🤖 AI Summary
This work addresses a critical bottleneck in multi-turn LLM agent inference under disaggregated architectures, where KV-Cache storage I/O saturates the network bandwidth of the prefill engine while leaving the decode engine underutilized, severely limiting system throughput. To overcome this, the authors propose a dual-path KV-Cache loading mechanism that introduces a novel direct path from storage to the decode engine alongside the conventional storage-to-prefill path. Leveraging RDMA for efficient cache transfer and a global scheduler for dynamic load balancing, this approach is the first to deliver KV-Cache directly to the decode engine, effectively alleviating storage network congestion and significantly improving resource utilization. Experiments on real-world agent workloads demonstrate up to 1.87× higher offline inference throughput and an average 1.96× increase in online serving throughput, all while strictly meeting service-level objectives (SLOs).
📝 Abstract
The performance of multi-turn, agentic LLM inference is increasingly dominated by KV-Cache storage I/O rather than computation. In prevalent disaggregated architectures, loading the massive KV-Cache from external storage creates a fundamental imbalance: storage NICs on prefill engines become bandwidth-saturated, while those on decoding engines remain idle. This asymmetry severely constrains overall system throughput.

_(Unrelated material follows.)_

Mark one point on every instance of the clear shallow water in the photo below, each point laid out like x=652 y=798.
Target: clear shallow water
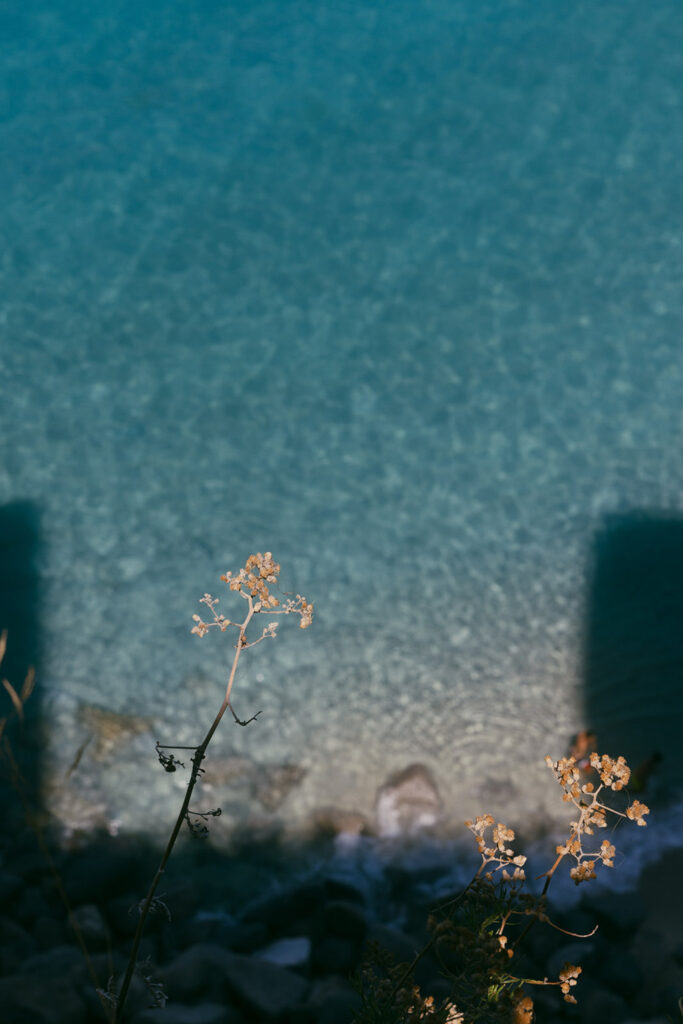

We present DualPath, an inference system that breaks this bottleneck by introducing dual-path KV-Cache loading. Beyond the traditional storage-to-prefill path, DualPath enables a novel storage-to-decode path, in which the KV-Cache is loaded into decoding engines and then efficiently transferred to prefill engines via RDMA over the compute network. DualPath combines this optimized data path -- which inherently avoids network congestion and avoids interference with latency-critical model execution communications -- with a global scheduler that dynamically balances load across prefill and decode engines.
Our evaluation on three models with production agentic workloads demonstrates that DualPath improves offline inference throughput by up to 1.87$\times$ on our in-house inference system. It can also improve online serving throughput by an average factor of 1.96$\times$ without violating SLO.